IRTG Course

Introduction to R for genomics

Carl Herrmann & Carlos Ramirez

8-9 December 2021

0. First steps in scRNA-Seq analysis {#intro}

We will use available data from 10X genomics of Peripheral Blood Mononuclear cells (PBMC). In order to speed up the process only a subset of 500 cells are going to be processed here. Here, we will perform the following tasks:

Single Cell Sequencing

Single cell sequencing (scRNA-Seq) technologies arise from bulk counterparts with the aim of refining gene expression profiles. Previous bulk Sequencing offered averaged quantifications of gene expression in samples. In some contexts, for example, when studying cell type specificity or the heterogeneity in tumours is important to dissect patterns in cell subpopulations.

The following image illustrates the development of scRNA-Seq technologies and the number of cells that can be analyzed with each technology. In this course we will not discuss platform sequencing technologies in detail, instead we will take a hands on approach and jump directly to the analysis of scRNA-Seq data. However, the analysis that we show next are applied downstream to libraries construction or sequencing, and are therefore platform agnostic.

Single Cell Sequencing Platforms: Date of development vs number of cells analyzed by each technology.

The image is taken from Svensson V et al, 2017.

Quantifying gene expression in single cells

Genes are expressed in cells by the synthesis of mRNA molecules. Quantification of gene expression in single cells consists of counting and mapping sequenced reads to each gene in each cell. The outcome of this process is a count matrix, which is a discrete matrix of integers corresponding to the number of RNA molecules associated to each gene and cell. The count matrix usually has genes as rows and cells in columns.

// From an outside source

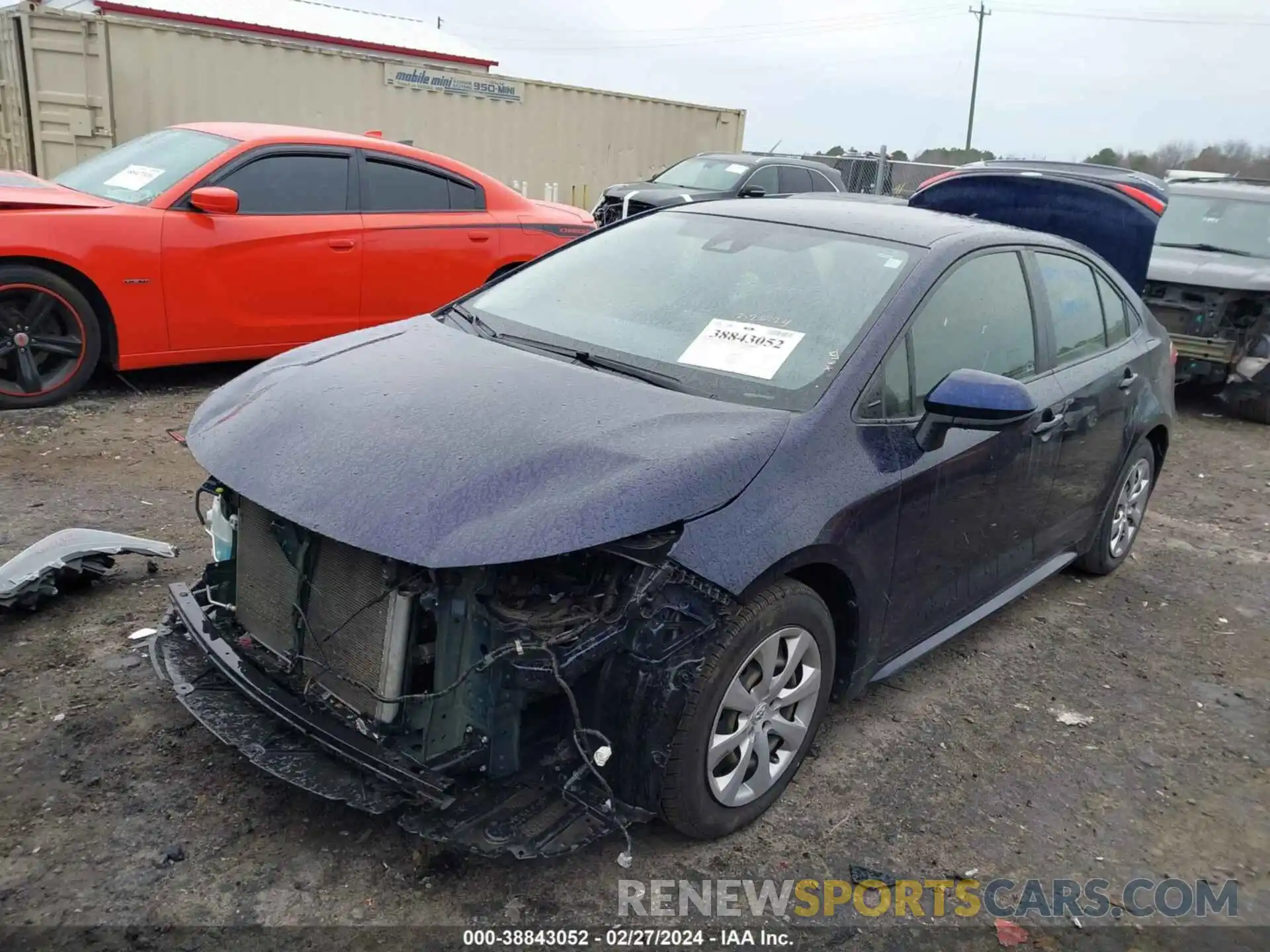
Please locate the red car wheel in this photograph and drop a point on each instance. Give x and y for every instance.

In the next lines we will load the matrix of UMI counts into a variable called pbmc.mtx.

## Loading example data
pbmc_url  <- 'https://github.com/caramirezal/caramirezal.github.io/raw/master/bookdown-minimal/data/pbmc_10X_500_cells.mtx.rds'
pbmc.mtx <- readRDS(url(pbmc_url))

As can be seen from the output of the function dim(pbmc.mtx) the matrix contains 13,714 rows (genes) and columns (cells).

dim(pbmc.mtx)
## [1] 13714   500

To have a glimpse of the appearance of this matrix we print the first 5 rows and first 5 columns. It can be seen that the matrix object is a particular array called sparse Matrix. These types of matrices are specially efficient to store numerical arrays which are very sparse (full of zeroes) as is the case for single cell count matrices data.

pbmc.mtx[1:5, 1:5]
## 5 x 5 sparse Matrix of class "dgCMatrix"
##               AAAGAGACGGACTT-1 AAAGATCTGGGCAA-1 AAAGCAGATATCGG-1
## AL627309.1                   .                .                .
## AP006222.2                   .                .                .
## RP11-206L10.2                .                .                .
## RP11-206L10.9                .                .                .
## LINC00115                    .                .                .
##               AAAGTTTGATCACG-1 AAATCAACCCTATT-1
## AL627309.1                   .                .
## AP006222.2                   .                .
## RP11-206L10.2                .                .
## RP11-206L10.9                .                .
## LINC00115                    .                .

We can start from different types of arrays apart from sparse matrices as data frames or hd5 objects, just to give some examples. The format in which the matrix is provided might also vary from excel files, tsv, csv, rds, etc. Usually this formats can be converted into each other, however, the methods for such transformation are so different and specific that we cannot covered here all of them here.

Quizzes

Manipulation of count matrices

QUIZ 1

*What is the mean and median number of UMI counts in these cells?*
a) median = 301, mean = 343
b) median = 11304, mean = 10432
c) median = 2216, mean = 2354

Answer:
`umi.sum <- apply(pbmc.mtx, 2, sum)`
`summary(umi.sum)`

Min. 1st Qu. Median Mean 3rd Qu. Max.
561 1741 2216 2354 2746 7928

QUIZ 2

*What are the top genes with the highest number of UMI counts in decreasing order?*
a) MALAT1, B2M, TMSB4X, RPL10, RPL13, RPL13A
b) RPL13, MALAT1, B2M, TMSB4X, RPL10, RPL13A
c) B2M, TMSB4X, RPL13A, RPL10, RPL13, MALAT1
TIP: You can use the same approach from the previous quizz but now using rows.

QUIZ 3

Evaluate the degree of zero inflation in the data. Calculate the fraction of zeros in the count matrix.
a) 0.3105930
b) 0.8283542
c) 0.7485923
TIP: Calculate the number of entries with bigger than 0 as follows: `sum(pbmc.mtx[pbmc.mtx>0])`. And then divide by the total number of entries in the matrix.